The Coxswain suddenly started to sing:

Trelawny he's in keep and hold;

Trelawny he may die:

Here's twenty thousand Cornish bold

Will know the reason why.”

Gray suppressed a smile and joined in singing the chorus:

A good sword and a trusty hand, a merry heart and true!

King James’s men shall understand what Cornish lads can do!”

“What goes around comes around, eh, Captain?” the Coxswain remarked, once the singing had stopped.

“It seems so,” Gray agreed affably. “Let me know when we sight land, Benwick. I am going to get something to eat: we could have a long night ahead of us.”

Humming the catchy tune to himself, he left the bridge.


The next few days rushed past in a whirl of excitement and danger. The Military Police, presumably realising the rebels meant business, but reluctant to open fire on them, let the marchers pour into London. The Archbishop, newly released from Paddington Green Police Station, led the crowds to Whitehall. The security guards at the entrance to Downing Street threw open the gates and the members of the Military Junta, with as good a show of grace as they could fabricate, welcomed the leaders of the Monarchists into 10 Downing Street for talks, while behind the scenes orders were issued to the army and navy to converge on London with instructions to quell the rebellion.

From his moorage in the Thames, Gray let it be known that any regiment or vessel seeking to obey those orders, would have to face the firepower of the Coquet and the increasing number of gunboats that had joined the flotilla.
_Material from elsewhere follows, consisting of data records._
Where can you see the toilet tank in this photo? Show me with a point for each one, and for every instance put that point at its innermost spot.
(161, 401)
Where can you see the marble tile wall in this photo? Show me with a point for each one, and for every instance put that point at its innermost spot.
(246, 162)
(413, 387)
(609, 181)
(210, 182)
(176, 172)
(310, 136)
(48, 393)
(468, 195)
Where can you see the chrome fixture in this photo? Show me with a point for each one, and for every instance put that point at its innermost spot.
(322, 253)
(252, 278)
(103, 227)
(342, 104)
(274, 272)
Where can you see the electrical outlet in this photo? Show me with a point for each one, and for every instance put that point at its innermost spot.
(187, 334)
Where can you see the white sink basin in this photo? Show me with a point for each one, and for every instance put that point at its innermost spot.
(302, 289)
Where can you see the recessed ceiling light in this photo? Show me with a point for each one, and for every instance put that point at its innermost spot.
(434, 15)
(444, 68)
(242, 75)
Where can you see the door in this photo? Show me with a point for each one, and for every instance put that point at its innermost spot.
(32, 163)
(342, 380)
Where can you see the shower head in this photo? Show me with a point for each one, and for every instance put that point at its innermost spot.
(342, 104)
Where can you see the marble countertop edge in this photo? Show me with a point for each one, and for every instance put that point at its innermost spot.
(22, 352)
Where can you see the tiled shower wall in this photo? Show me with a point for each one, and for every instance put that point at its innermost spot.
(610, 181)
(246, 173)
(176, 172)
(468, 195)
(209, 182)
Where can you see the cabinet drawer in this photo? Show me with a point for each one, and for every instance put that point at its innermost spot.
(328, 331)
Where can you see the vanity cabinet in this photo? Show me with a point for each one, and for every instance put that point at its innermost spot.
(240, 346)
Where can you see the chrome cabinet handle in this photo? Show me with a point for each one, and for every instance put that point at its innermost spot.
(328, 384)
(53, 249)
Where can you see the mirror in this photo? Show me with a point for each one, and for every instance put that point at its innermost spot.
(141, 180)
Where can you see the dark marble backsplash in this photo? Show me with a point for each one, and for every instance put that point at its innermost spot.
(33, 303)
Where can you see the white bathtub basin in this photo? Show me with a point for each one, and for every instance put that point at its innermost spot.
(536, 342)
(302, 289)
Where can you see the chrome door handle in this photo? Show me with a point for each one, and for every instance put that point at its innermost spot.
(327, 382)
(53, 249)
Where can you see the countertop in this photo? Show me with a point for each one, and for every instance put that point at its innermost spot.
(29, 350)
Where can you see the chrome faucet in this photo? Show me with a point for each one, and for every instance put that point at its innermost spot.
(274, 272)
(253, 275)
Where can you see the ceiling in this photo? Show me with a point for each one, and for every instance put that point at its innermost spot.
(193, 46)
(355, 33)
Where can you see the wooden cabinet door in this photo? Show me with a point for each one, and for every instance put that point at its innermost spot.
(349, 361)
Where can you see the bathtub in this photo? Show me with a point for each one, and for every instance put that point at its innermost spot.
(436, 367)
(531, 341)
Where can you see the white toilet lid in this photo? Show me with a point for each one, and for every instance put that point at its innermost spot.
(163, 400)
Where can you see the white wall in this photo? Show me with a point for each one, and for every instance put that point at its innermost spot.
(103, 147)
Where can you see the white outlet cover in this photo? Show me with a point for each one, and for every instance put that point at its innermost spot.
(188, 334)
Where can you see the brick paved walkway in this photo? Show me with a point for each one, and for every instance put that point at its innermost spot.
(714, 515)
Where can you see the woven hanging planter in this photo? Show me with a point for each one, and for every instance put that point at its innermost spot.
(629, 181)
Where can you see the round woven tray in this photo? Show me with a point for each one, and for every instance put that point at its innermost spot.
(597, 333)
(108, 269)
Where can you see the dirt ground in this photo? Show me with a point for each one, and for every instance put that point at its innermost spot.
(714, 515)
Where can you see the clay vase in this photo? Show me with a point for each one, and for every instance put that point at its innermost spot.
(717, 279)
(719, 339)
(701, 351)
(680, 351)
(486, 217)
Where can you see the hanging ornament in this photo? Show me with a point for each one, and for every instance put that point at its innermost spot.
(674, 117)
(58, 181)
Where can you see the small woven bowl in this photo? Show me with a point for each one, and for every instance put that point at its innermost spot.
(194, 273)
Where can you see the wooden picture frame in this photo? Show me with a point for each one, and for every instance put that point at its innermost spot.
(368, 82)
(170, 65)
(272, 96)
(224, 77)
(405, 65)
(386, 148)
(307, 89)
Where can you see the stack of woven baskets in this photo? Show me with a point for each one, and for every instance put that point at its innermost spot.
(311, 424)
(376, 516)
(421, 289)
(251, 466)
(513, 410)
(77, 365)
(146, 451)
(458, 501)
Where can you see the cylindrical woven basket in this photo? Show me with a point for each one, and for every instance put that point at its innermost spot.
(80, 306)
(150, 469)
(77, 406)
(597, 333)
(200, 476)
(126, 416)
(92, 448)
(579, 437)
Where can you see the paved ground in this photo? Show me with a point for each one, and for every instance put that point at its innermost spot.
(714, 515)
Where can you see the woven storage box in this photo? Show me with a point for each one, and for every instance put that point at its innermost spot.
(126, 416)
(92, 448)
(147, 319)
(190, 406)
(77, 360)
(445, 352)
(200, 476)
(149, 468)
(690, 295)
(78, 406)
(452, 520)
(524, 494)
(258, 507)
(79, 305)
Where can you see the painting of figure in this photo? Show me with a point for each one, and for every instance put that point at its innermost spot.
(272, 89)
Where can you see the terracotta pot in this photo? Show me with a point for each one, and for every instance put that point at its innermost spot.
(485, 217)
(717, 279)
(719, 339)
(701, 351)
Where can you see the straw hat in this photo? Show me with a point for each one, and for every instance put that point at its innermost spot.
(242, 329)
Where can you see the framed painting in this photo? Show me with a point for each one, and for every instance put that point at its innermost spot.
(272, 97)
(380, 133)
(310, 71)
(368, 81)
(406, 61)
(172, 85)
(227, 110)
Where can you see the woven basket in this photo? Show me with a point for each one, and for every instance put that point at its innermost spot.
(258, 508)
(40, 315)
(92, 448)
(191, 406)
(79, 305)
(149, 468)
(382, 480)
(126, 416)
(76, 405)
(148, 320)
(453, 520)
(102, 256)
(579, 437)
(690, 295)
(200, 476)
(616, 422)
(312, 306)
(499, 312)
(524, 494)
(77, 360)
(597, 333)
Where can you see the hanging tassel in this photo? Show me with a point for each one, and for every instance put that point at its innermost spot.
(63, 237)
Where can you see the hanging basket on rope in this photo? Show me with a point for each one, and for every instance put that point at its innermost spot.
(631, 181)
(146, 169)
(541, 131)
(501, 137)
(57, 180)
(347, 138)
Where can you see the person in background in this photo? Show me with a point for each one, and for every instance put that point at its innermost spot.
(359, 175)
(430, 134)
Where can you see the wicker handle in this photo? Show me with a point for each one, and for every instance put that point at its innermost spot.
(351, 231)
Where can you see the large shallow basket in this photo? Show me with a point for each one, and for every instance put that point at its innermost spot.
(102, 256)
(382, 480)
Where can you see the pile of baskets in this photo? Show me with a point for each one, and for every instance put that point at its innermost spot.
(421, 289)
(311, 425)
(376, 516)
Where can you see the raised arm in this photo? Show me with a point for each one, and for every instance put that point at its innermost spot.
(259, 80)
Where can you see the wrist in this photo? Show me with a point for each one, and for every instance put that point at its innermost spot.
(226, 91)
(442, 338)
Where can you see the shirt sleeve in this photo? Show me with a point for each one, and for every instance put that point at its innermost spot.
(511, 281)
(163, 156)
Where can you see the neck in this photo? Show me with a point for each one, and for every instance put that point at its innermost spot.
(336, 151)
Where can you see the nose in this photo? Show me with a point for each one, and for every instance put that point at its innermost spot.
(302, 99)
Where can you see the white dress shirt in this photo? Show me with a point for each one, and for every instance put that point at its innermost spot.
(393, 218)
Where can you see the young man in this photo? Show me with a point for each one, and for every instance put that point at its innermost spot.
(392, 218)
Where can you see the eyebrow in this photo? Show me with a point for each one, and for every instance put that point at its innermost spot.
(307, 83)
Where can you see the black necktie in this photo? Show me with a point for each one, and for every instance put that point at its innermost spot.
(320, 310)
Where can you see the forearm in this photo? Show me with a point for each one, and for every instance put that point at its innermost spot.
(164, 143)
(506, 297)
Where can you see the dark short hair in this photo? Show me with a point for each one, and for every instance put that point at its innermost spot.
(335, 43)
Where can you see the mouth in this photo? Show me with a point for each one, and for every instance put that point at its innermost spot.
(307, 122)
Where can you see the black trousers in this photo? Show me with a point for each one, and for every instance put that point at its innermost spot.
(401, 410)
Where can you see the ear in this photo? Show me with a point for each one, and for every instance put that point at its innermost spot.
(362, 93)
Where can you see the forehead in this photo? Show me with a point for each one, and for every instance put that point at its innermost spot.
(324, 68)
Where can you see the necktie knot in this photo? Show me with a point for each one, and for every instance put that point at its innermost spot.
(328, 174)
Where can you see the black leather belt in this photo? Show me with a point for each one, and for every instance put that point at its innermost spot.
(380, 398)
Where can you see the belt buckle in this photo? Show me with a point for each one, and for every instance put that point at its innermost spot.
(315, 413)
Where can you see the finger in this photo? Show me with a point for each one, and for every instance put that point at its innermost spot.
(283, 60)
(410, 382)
“The Archbishop has guaranteed the safety of all the participants in the Peace Talks,” he declared, on the hastily rigged up digital broadcast from the bridge of the Coquet, “and, on behalf of the Royal Navy,” –and he was well aware of the implications of using that forbidden name – “I pledge the ships in my flotilla to upholding that guarantee. Any act to interfere with the peace talks will be considered an act of war and I will order my flotilla to take appropriate action.” Just don’t ask me what that action will be… he added silently, because I haven’t got a clue….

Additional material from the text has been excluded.